Archbishop is facing lost cause as he tries to prevent split in world Church

by Jonathan Petre, Religion Correspondent
THE TELEGRAPH

2/21/2005

The worldwide Anglican Church is likely to be torn apart irreparably this week despite the efforts of the Archbishop of Canterbury, Dr Rowan Williams, to keep it together.

The leaders of the 70 million-strong Communion are meeting near Newry, in Northern Ireland, for a showdown between liberal and conservative primates.

The factions, which are as divided over the nature and purpose of the Church as over homosexuality, are determined to defend their positions and a formal separation could occur within months.

The Telegraph has learned that the conservatives are refusing to take communion with the liberals and plan to boycott the daily services at the meeting in a potent symbol of their divisions.

They are also plotting to rip up the official agenda when the five-day meeting begins today because they suspect it has been designed to keep confrontation to a minimum.

Officials fear that the liberals could stage a walkout if they feel they are coming under unreasonable pressure from the conservatives.

The uncompromising mood of the conservatives, led by Archbishop Peter Akinola, the Primate of Nigeria, was not eased by the decision of the dean of St Anne's Cathedral in Belfast to invite Bishop Frank Griswold to preach yesterday.

Bishop Griswold, the liberal Primate of the American Episcopal Church that triggered the row by consecrating Anglicanism's first openly gay bishop, has refused to comply with the recommendations of the Windsor report. The report, which Dr Williams sees as the only hope for the worldwide Church, urged the liberal leadership of the American Church to repent for consecrating the Rt Rev Gene Robinson as Bishop of New Hampshire in 2003.

It also recommended that the American Church must declare a moratorium on future consecrations of active homosexuals and on the blessing of gay "marriages" to bring it back into line with official Anglican policy. The liberal Canadian Church is also under pressure to comply after the Bishop of New Westminster, the Rt Rev Michael Ingham, officially sanctioned gay blessings.

The Americans have merely apologised for upsetting the vast majority of the Church, rather than for the actions themselves, and Bishop Griswold has indicated that they are unlikely to go much further.
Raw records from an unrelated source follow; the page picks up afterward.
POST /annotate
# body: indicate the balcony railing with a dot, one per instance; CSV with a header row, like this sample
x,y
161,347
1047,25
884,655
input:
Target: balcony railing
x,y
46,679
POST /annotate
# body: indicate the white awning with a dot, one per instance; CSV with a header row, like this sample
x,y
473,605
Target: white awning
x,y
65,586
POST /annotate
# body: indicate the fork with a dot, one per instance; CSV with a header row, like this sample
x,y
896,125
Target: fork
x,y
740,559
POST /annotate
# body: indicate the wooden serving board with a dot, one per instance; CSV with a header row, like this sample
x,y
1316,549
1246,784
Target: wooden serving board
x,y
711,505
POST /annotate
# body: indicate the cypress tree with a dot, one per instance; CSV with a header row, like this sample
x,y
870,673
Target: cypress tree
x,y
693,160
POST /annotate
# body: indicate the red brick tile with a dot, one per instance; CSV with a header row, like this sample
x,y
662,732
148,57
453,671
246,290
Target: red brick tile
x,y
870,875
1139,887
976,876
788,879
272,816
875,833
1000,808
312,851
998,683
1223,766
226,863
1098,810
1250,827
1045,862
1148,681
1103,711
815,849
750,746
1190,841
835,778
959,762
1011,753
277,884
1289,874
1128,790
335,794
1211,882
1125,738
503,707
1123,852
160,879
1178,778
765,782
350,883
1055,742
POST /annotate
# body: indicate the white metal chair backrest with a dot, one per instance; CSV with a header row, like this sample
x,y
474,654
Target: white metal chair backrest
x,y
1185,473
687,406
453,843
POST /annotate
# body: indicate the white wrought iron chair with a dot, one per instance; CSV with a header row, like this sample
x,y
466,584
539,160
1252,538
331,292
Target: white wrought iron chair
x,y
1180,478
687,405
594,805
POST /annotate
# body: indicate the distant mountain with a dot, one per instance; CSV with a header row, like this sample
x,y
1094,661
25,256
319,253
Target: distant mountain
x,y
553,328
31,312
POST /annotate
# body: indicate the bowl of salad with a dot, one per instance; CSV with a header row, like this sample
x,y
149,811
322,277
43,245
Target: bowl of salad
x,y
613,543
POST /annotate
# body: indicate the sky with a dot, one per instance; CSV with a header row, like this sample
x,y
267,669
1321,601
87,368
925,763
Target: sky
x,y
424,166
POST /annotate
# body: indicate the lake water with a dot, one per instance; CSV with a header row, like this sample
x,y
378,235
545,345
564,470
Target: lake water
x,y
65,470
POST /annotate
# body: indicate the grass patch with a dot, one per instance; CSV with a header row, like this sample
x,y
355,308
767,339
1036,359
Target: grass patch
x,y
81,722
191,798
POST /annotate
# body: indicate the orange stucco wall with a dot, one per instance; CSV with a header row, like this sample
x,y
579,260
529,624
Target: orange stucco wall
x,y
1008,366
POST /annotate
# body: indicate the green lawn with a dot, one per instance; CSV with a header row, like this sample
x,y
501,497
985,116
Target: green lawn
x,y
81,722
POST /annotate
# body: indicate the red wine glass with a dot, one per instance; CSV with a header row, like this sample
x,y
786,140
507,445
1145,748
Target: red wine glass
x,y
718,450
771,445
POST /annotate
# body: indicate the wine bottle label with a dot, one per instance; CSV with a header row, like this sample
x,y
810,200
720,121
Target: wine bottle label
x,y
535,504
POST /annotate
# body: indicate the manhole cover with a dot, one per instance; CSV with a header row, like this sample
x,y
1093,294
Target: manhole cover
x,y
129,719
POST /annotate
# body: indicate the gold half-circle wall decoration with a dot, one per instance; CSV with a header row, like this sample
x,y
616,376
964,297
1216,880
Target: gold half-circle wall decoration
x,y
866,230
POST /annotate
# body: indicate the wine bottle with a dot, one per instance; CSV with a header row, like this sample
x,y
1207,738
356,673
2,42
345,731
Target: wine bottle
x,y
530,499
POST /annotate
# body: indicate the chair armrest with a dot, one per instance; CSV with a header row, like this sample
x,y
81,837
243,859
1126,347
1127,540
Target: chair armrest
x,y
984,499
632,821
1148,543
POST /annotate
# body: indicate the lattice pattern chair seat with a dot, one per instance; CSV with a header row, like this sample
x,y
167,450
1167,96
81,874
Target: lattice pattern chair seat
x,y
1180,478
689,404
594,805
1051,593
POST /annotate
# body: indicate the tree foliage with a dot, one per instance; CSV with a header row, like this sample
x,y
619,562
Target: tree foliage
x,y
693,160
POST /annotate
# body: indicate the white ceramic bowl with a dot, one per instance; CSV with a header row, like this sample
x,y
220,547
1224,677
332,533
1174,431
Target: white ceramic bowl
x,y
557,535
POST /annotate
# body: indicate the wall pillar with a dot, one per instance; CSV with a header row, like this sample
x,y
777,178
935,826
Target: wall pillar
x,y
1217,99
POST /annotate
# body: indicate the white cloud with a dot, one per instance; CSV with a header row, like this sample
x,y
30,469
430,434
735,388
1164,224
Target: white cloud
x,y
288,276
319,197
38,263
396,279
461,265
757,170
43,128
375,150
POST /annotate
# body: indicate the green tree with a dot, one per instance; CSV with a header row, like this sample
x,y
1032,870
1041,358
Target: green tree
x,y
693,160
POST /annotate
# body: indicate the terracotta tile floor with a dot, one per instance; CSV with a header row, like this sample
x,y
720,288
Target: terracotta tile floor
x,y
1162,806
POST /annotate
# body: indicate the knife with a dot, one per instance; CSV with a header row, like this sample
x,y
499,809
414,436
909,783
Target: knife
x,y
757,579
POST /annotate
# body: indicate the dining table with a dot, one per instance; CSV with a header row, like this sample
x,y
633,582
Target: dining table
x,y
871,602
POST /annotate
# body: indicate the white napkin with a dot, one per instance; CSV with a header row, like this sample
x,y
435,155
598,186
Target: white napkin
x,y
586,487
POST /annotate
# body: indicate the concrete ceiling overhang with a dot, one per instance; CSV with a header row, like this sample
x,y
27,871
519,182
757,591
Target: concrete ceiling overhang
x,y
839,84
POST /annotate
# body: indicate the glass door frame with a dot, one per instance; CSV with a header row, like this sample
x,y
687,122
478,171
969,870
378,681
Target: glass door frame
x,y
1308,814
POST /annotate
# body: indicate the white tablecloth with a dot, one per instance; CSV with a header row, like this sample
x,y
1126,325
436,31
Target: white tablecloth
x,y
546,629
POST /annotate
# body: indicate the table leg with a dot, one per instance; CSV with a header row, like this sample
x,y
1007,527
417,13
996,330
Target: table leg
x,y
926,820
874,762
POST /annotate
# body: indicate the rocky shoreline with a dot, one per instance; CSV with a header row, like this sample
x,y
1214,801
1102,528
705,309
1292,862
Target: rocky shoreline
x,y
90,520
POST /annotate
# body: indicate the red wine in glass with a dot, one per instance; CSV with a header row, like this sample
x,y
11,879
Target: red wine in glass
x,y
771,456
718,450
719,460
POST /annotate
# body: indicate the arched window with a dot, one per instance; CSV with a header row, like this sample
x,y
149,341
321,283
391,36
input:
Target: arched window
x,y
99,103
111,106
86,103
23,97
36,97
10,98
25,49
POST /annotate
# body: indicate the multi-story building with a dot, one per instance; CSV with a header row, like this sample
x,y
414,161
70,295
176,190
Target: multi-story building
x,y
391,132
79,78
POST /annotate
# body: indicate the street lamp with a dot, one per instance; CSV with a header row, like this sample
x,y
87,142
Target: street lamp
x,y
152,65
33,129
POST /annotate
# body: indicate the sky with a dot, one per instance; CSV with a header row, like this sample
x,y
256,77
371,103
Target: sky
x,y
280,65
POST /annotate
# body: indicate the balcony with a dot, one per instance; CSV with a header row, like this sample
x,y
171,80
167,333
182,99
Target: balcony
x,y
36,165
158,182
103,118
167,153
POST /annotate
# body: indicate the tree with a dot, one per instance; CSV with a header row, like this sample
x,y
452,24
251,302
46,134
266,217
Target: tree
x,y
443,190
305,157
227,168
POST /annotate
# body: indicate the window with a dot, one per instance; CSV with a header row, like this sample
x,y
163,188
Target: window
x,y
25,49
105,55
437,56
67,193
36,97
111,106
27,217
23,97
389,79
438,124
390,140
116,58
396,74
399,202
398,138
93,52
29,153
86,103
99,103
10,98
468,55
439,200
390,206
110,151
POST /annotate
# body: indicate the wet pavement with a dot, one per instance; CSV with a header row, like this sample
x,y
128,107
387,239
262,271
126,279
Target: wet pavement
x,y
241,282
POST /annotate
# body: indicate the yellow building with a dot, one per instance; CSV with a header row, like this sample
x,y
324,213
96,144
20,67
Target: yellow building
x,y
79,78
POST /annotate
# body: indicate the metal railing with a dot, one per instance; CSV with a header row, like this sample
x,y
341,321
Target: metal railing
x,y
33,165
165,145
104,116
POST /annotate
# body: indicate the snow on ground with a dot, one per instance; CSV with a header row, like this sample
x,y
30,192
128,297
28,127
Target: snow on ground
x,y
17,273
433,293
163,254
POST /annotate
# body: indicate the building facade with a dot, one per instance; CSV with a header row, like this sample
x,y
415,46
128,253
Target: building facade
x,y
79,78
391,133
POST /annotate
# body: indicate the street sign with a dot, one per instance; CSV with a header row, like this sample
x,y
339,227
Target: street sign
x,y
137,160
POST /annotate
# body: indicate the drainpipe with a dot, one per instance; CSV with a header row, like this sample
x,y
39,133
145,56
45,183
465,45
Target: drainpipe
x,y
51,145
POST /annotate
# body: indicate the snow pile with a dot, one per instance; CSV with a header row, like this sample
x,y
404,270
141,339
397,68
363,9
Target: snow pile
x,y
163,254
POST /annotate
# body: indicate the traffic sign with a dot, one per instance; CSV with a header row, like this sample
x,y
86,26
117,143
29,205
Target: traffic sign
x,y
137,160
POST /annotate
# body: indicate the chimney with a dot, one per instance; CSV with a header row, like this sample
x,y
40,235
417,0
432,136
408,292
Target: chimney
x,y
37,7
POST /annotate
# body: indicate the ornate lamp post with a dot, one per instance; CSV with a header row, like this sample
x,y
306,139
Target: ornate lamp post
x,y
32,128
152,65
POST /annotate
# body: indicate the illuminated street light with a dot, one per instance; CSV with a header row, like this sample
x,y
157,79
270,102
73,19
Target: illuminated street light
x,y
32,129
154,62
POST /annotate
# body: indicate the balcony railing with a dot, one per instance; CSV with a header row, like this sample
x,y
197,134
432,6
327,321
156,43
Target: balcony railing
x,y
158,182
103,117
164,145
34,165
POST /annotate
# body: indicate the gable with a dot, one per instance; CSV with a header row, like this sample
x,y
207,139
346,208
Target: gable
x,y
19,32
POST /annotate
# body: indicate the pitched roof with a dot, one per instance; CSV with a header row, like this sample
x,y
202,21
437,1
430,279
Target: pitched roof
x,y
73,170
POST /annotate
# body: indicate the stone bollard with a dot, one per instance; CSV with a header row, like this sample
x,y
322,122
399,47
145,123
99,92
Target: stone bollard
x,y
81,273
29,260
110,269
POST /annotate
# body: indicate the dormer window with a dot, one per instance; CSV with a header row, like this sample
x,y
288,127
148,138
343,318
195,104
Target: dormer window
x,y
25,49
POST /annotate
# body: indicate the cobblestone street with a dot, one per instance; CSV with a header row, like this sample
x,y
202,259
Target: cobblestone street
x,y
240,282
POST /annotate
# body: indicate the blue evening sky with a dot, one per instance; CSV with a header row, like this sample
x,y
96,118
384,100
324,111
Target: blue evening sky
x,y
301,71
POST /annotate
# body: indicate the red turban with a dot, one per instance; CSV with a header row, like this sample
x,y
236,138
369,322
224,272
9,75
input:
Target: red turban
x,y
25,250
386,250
In his sermon yesterday, he used the coded theological language of the Holy Spirit to defend the American decision to act unilaterally. He told the congregation: "We find ourselves overtaken by a compassion, which because it is of the Spirit and not the result of our effort or imagination, knows no bounds and can enfold all persons and all things."

"It is a compassion which, in the words of St Isaac of Syria, embraces not only humankind but the birds and the beasts, the enemies of truth, those who wish to do us harm and, he adds, `even the reptiles,' which may be seen as representing those slithery aspects of our own humanity which we are loath to admit to the company of our `better' selves and therefore often displace on to others as evil."

Bishop Griswold, who presided personally at the consecration of Bishop Robinson, has repeatedly resisted pressure to repent and has "affirmed" the place of active homosexuals in the American Church. He is expected to be pressed to explain why he felt able to sign the unanimously agreed primates' statement in 2003 warning that the consecration would "tear" the Communion but went ahead anyway.

Archbishop Gregory Venables, the Primate of the Southern Cone (South America), told Radio 4's Sunday Programme that the conservatives were united in their desire to defend traditional teaching.

Bishop Griswold told the programme that the best that could come from the meeting was the realisation that the issues that unite the Communion, such as Aids, were greater than the divisions.